In France, General Eisenhower was "astonished." Said he: "I count it an additional compliment that some refused to be dismayed by the long Eisenhower name and simply wrote in Ike." Then he sent a cable to Friend Mintener: "To you, personally, and to the more than 100,000 Minnesotans who paid me the great compliment of writing my name on the ballot, I send a very humble 'thank you.' "

Many politicians and pundits thought this would be a signal for the Ikemen in Washington to set up write-in campaigns against Stassen in Nebraska April 1 (where a Taft write-in movement is under way), against Taft and Stassen in Illinois April 8, and in West Virginia on May 13. But Eisenhower headquarters seemed way behind their candidate's popular strength. This week Eisenhower supporters in Nebraska started a write-in campaign, but complained that they had not received authorization or money from national headquarters.
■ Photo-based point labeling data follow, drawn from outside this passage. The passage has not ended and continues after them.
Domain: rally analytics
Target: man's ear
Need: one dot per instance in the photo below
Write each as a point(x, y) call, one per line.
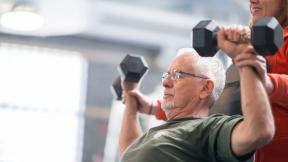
point(207, 89)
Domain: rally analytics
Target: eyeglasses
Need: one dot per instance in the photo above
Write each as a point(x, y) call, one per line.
point(175, 75)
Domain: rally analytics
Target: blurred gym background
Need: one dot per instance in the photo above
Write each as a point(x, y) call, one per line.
point(58, 59)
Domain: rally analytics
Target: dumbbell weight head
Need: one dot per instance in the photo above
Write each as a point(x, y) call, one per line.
point(205, 38)
point(116, 89)
point(267, 36)
point(132, 68)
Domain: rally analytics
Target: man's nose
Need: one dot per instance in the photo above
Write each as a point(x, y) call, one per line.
point(167, 82)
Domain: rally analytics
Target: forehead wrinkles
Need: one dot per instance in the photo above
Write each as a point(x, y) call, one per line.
point(186, 61)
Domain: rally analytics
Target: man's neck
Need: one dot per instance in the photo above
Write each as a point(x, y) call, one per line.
point(198, 112)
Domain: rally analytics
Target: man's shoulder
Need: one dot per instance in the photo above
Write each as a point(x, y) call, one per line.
point(220, 119)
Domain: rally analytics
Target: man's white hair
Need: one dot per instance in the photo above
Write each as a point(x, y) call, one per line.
point(212, 68)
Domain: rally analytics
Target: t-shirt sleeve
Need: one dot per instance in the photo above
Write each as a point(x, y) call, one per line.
point(220, 140)
point(280, 91)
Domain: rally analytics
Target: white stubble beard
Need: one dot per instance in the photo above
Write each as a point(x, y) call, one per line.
point(168, 106)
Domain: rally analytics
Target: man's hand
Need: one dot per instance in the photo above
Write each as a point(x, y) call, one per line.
point(230, 39)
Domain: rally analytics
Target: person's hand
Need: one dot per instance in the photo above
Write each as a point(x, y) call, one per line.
point(250, 58)
point(229, 38)
point(128, 86)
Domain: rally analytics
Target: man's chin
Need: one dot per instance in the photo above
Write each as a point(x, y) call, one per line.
point(167, 106)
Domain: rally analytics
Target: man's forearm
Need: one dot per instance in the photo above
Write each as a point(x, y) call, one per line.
point(130, 128)
point(258, 120)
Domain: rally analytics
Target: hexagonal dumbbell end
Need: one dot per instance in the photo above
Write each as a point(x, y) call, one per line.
point(132, 68)
point(116, 89)
point(204, 38)
point(267, 36)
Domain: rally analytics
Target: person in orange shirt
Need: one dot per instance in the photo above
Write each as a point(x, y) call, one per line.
point(276, 82)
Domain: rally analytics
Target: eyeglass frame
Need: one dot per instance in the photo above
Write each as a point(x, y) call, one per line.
point(165, 75)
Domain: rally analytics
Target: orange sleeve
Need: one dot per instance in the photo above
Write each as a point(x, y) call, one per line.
point(160, 114)
point(279, 94)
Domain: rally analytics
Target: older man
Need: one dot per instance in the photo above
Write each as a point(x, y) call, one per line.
point(191, 86)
* There were other considerable write-in votes, but all were dwarfed by Ike's total. Bob Taft had 24,019. On the Democratic side, Favorite Son Hubert Humphrey, a Truman stand-in whose name was printed on the ballot, polled 99,199 votes, while Estes Kefauver's name was written in 19,868 times and Harry Truman's 3,644.

† In 1932, Acting Mayor Joseph V. McKee of New York polled 232,501 write-in votes after a vigorous press campaign against Tammany Hall. But Tammanyite John P. O'Brien was elected with 1,056,115 votes. In 1944, Tom Dewey received 146,706 write-ins in the Pennsylvania presidential primary, after a long, well-organized campaign in a primary with no names printed on the ballot.